Personale

Licenziamento disciplinare per il dipendente pubblico iscritto all’albo degli avvocati

di Andrea Alberto Moramarco

Il funzionario comunale che svolge contemporaneamente l'attività di avvocato versa in una situazione di incompatibilità, prevista dall'articolo 53 del Testo unico sul pubblico impiego, che giustifica il licenziamento disciplinare. La sanzione è legittima anche soltanto in presenza della mera iscrizione all'albo degli avvocati, da cui è lecito presumere lo svolgimento in concreto della professione forense. Lo si afferma nella sentenza n. 32156 della Sezione lavoro della Cassazione, depositata ieri.

Il caso
Protagonista della vicenda è un avvocato che nel settembre 2012 veniva assunto alle dipendenze del Comune di Pompei senza dichiarare la propria situazione di incompatibilità a svolgere l'incarico pubblico. Il legale, infatti, era rimasto iscritto all'albo degli avvocati e aveva in qualche occasione continuato a svolgere la professione forense difendendo in giudizio alcuni suoi clienti. L'ente locale si accorgeva però dell'anomalia e chiedeva chiarimenti al suo funzionario, il quale adduceva a sua difesa la cancellazione della partita Iva e la sua dichiarazione dei redditi, da cui si desumeva il mancato svolgimento dell'attività di avvocato. Dopo qualche mese, tuttavia, il Comune chiedeva al dipendente ulteriori chiarimenti e dalla risposta alla contestazione disciplinare fornita da quest'ultimo emergeva che lo stesso era di fatto ancora iscritto all'albo. Tanto bastava per l'ente datore di lavoro a presumere in concreto l'esercizio dell'attività professionale, sicché, sulla base degli articoli 53 del Testo unico sul pubblico impiego (Dlgs 165/2001) e 21 della nuova disciplina dell'ordinamento della professione forense (legge 267/2012), il Comune nel settembre 2015 disponeva il licenziamento disciplinare del dipendente.
A questo punto il funzionario impugnava il provvedimento dinanzi all'autorità giudiziaria chiedendo l'annullamento della massima sanzione disciplinare per la tardività dell'irrogazione del provvedimento rispetto alla contestazione iniziale, nonché per la mancata dimostrazione della effettiva attività forense da lui svolta. I giudici però, sia in primo che in secondo grado, hanno confermato il licenziamento per l'incompatibilità della funzione di pubblico dipendente con l'esercizio della professione forense.

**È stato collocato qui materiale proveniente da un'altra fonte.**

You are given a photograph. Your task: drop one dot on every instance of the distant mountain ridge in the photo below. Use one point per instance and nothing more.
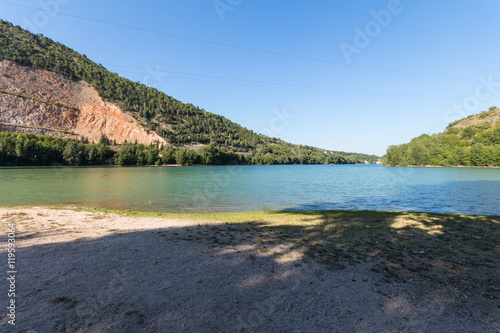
(148, 114)
(471, 141)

La tempestività del provvedimento
La questione così è arrivata in Cassazione dove l'ex dipendente pubblico ha cercato di contestare il licenziamento sul piano formale e sostanziale. Il verdetto però non è cambiato. La Corte ha replicato alla presunta tardività del provvedimento spiegando che il Comune, nel caso di specie, ha potuto procedere al licenziamento solo in un secondo momento, ovvero dopo la precisa ricostruzione della situazione di fatto avvenuta a seguito dei chiarimenti chiesti al lavoratore, non essendo possibile «un arretramento cronologico del momento dell'acquisizione della notizia dell'infrazione». D'altra parte ben può la pubblica amministrazione «svolgere indagini pre-procedimentali per chiarire i termini della vicenda e valutare la consistenza disciplinare dei fatti emersi a carico del dipendente.

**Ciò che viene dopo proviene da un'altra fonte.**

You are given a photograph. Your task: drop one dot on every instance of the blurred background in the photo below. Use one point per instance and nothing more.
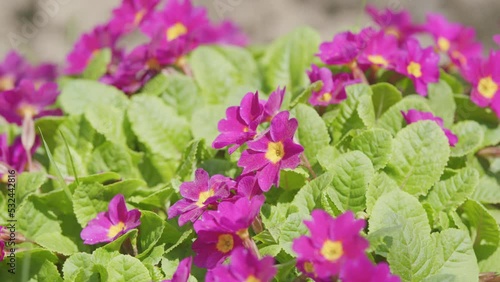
(47, 29)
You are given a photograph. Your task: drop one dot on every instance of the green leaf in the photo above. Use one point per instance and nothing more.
(312, 132)
(351, 174)
(349, 116)
(158, 127)
(449, 194)
(79, 95)
(384, 96)
(125, 268)
(286, 60)
(441, 101)
(98, 65)
(419, 155)
(392, 120)
(470, 137)
(376, 144)
(218, 70)
(483, 227)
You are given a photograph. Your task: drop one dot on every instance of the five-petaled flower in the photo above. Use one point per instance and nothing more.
(109, 225)
(272, 152)
(199, 194)
(244, 266)
(333, 241)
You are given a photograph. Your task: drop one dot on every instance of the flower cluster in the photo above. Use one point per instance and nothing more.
(394, 49)
(337, 250)
(172, 31)
(223, 209)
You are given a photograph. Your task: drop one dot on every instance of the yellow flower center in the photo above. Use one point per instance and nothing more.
(175, 31)
(225, 243)
(378, 60)
(309, 267)
(325, 97)
(252, 278)
(414, 69)
(487, 87)
(115, 229)
(139, 16)
(27, 111)
(443, 44)
(332, 250)
(275, 152)
(7, 82)
(204, 196)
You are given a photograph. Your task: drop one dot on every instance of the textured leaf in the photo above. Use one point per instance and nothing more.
(419, 155)
(312, 132)
(376, 144)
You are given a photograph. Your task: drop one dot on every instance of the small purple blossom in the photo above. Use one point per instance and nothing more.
(244, 266)
(240, 124)
(183, 271)
(333, 242)
(199, 194)
(26, 101)
(363, 270)
(420, 65)
(221, 231)
(272, 152)
(414, 116)
(107, 226)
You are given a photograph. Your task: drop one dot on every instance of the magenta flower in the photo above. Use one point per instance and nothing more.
(199, 194)
(379, 51)
(14, 68)
(414, 116)
(14, 156)
(183, 271)
(240, 124)
(344, 49)
(396, 23)
(28, 101)
(244, 266)
(89, 45)
(221, 231)
(107, 226)
(333, 90)
(131, 14)
(364, 270)
(333, 242)
(273, 104)
(484, 75)
(272, 152)
(420, 65)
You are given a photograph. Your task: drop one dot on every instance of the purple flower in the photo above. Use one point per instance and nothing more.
(364, 270)
(244, 266)
(484, 75)
(221, 231)
(199, 194)
(107, 226)
(396, 23)
(333, 90)
(14, 156)
(272, 152)
(420, 65)
(14, 68)
(240, 124)
(414, 116)
(28, 101)
(379, 51)
(333, 241)
(89, 45)
(182, 272)
(131, 14)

La valenza dell'incompatibilità
I giudici di legittimità hanno chiarito anche che la mera iscrizione all'albo è sufficiente a fornire la prova della incompatibilità, non essendo necessarie ulteriori indagini in merito all'effettivo svolgimento della libera professione. Difatti, l'articolo 53 del Testo unico sul pubblico impiego «ha sancito una vera e propria estensione a tutti i dipendenti pubblici, contrattualizzati e non» della disciplina delle incompatibilità, escludendo solo il personale docente, direttivo e ispettivo della scuola, il personale del servizio sanitario nazionale e i dipendenti con rapporto di lavoro a tempo parziale, per i quali sono previste speciali disposizioni. Pertanto, chiosa la Corte, a eccezione di quelle categorie, il generale principio della incompatibilità sancito per i dipendenti statali e degli enti pubblici economici si estende a tutti i pubblici dipendenti.